Each day she puts on a white nursing uniform and her stiffly starched nursing cap as if headed to the Mayo Clinic and swings her way purposefully to the dispensary to care for the sick.  Years later Chege will be the one to administer penicillin shots, malaria meds to the ill, many who have walked trails for over a day to reach the mission.
        Mom has a snakeskin belt, which she often cinches around her 22-inch waist. I find it in her attic years later.  Tall at 5’9” she has a way of walking that captures attention as she sweeps into a room.  Part of the reason for her thinness is the financial sacrifice that she and Dad make to pay for our tuition at Rift Valley Academy, a boarding school 200 miles away over grassy plains in a sleeper car on the East African Railway.  This leaves little money for food.  She raises chickens and learns to chop off a head with amazing determination and precision. She dips the hen in hot water, plucks the feathers, passes it through a flame to singe and chops it into pieces.
Tomboi, the gardener and his two little boys.

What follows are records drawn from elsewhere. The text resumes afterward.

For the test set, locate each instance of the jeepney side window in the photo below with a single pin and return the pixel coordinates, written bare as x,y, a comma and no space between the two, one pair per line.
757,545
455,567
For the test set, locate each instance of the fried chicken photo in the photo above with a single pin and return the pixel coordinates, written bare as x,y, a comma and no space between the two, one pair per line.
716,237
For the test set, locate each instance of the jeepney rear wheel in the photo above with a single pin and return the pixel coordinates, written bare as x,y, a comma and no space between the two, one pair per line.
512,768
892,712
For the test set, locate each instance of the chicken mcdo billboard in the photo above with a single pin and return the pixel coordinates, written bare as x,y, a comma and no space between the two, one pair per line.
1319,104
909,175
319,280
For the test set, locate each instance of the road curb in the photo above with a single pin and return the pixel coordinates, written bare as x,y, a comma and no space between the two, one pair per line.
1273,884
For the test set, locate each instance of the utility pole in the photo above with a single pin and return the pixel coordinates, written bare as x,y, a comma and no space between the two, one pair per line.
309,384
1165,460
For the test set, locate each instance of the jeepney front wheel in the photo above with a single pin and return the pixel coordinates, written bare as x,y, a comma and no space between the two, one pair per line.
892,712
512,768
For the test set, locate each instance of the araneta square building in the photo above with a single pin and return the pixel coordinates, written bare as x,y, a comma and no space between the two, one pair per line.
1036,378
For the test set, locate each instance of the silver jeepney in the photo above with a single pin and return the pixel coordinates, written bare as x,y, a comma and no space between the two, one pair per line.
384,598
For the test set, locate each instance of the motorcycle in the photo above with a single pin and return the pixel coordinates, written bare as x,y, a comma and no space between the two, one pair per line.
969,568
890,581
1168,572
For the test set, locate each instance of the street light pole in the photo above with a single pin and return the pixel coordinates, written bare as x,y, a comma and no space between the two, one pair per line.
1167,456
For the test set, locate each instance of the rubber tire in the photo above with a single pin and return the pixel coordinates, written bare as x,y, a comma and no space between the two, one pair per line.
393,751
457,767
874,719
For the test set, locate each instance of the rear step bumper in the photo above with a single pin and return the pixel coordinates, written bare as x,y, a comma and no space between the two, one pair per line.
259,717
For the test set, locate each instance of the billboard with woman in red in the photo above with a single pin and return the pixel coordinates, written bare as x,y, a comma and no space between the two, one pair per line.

      She has a garden in the back tended by Tomboi and his two little boys.  It once produced a tomato six inches across.  The soil is dark and rich in the Kenya highlands.  The entry to the mission station cuts through a large British Tea Estate that thrives in the fertile soil and moderate temperatures.
      In the evenings, we crane our heads towards the small black radio listening to the crackling news from BBC if it comes in.  A British newscaster reports news including that of Kenya, a British protectorate at that time.    Numerous stories end with a favorite phrase in crisp English, “No foul play suspected.”   Foul play is the norm after the MauMau rebellion.  Many in Chege’s village were strung up by their thumbs when refusing to take the bloody MauMau oath. This is mild compared to the 100s who were savagely murdered by crazed Kikuyu MauMaus.  
      Mom becomes concerned, as Chege seems pale, difficult for a coal-black African and thinner than ever.  She checks his blood and finds that he has extreme anemia and TB.  It becomes her furious campaign to restore him to good health.                          
         My father built a U-shaped Bible School, which Chege attended.  Chege later becomes a pastor and marries a young Kikuyu girl named Kedsia.  They will have 10 children. He eventually directs the mission work in Kenya for the entire mission organization… “our cook!” He was as fervent a pastor and administrator as he had been a cook.  He is now with the Lord who I can imagine saying, “Well done, my good and faithful servant,” as Chege flashes that wide smile.
March 2014
      Searching for a wrench in the back of his truck, Jim notices something like a brown rat crushed under the tools.   It’s the formerly red, now brown fez!  I am disconsolate.  I seek out my Mom, (Memsahib Eby) who is 88 and resides at Bayside Nursing Home.  “Take it to the cleaners and have it blocked and cleaned,” she utters matter-of-factly through her gums.  She lost her teeth again.  Vick’s Cleaners makes me sign a release since the fez is now as stiff as a beaver’s tail and bent completely closed.  A week passes without a word. Worried, I call to check on it.  The attendant regrets that they are unable to clean it.  Probably no one can, she maintains.  I sob like a baby in the car wondering what in the world is wrong with me.  They package the fez in a little square box, like a coffin. True to my tradition of unconditional support of lost causes, I decide someone, somewhere, can fix Chege’s fez.  I’m going to find that person.